Le travail à partir de la maison est devenu une situation ordinaire et plus productif, l’innovation est devenue un moteur de relance de chaque activité, et l’humanité est devenue proche, même avec des frontières fermées, pour cause de pandémie.
Comment mesurer le succès de la transformation digitale ?
Les organisations lancent de plus en plus d’initiatives digitales, et les P-dg doivent vérifier si elles produisent des résultats commerciaux.
Avant de discuter des indicateurs du succès de la transformation digitale, il est impératif de prendre le temps et de sélectionner les meilleurs talents qui s’engagent dans ce changement de la digitalisation.
Lorsqu’on discute avec les chefs d’entreprise sur la transformation digitale et comment progresse la transition, ils répondent souvent par une liste d’initiatives en cours dans l’entreprise (exemple : nouveau produit ou nouveau service). Mais quand je demande comment quantifier l’impact sur le résultat, je sens le silence et l’incertitude qui s’installent.
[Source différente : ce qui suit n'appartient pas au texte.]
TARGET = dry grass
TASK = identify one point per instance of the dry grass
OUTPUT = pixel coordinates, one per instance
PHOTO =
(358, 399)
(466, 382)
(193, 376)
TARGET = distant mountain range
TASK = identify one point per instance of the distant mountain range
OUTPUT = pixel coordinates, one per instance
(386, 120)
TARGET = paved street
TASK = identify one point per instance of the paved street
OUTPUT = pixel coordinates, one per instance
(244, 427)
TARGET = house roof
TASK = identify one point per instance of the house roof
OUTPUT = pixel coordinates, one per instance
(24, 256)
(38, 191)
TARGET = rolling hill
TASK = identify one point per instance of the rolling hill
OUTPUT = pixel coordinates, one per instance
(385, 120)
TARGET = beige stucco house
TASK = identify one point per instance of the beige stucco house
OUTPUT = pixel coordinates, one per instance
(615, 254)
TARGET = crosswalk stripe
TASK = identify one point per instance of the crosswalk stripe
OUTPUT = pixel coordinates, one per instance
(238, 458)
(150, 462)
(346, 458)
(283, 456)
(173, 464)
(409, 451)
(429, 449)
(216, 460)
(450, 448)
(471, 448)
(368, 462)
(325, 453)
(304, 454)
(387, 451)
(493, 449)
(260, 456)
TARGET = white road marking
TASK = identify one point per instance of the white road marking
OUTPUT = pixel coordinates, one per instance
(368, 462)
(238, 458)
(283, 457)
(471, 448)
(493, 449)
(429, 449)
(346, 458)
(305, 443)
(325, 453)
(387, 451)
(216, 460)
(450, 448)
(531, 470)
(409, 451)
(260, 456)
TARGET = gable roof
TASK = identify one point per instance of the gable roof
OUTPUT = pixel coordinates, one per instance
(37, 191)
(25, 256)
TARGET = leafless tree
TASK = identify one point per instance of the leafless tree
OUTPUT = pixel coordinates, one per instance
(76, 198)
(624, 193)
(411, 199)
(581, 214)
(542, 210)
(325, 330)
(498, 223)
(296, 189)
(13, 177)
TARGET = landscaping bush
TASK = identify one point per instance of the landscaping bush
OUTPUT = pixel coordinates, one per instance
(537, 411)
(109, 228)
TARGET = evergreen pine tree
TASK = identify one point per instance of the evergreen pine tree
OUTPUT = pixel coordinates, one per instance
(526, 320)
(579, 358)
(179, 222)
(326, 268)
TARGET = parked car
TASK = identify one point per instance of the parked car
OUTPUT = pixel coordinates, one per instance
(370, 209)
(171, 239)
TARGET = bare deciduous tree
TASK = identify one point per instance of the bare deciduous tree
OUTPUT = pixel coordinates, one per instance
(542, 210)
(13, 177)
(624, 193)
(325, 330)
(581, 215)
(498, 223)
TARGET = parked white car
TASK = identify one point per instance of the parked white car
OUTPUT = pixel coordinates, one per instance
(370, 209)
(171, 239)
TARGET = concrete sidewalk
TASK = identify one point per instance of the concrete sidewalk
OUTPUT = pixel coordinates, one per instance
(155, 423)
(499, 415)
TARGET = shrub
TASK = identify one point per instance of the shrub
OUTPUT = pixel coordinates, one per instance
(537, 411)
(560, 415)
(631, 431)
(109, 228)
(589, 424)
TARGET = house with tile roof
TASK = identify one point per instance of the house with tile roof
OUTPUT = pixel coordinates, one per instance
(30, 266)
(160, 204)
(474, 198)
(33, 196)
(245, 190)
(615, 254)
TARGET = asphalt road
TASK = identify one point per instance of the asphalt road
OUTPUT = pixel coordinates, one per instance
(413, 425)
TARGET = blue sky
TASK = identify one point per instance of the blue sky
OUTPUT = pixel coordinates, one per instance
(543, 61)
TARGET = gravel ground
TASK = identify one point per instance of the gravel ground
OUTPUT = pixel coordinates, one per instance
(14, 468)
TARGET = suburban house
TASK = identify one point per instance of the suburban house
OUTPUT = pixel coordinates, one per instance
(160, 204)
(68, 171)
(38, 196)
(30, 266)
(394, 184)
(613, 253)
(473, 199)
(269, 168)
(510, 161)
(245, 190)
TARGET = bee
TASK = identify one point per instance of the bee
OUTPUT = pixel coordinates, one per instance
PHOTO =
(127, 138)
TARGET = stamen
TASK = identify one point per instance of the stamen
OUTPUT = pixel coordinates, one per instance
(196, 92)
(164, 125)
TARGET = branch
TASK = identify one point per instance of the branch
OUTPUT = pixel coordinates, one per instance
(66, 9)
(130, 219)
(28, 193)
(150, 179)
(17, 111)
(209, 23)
Donner la priorité aux initiatives de digitalisation est une première étape essentielle. Les chefs d’entreprises (P-dg) devraient se demander aujourd’hui : « Mon organisation a-t-elle une feuille de route claire relative des priorités digitales, plutôt qu’un panier de projets numériques ? »
Le but de cette feuille de route n’est pas seulement d’aller d’un point A à un point B, mais d’exiger de l’entreprise de prioriser 3 à 5 initiatives qui ont le potentiel de faire la différence significative dans la performance globale de l’organisation.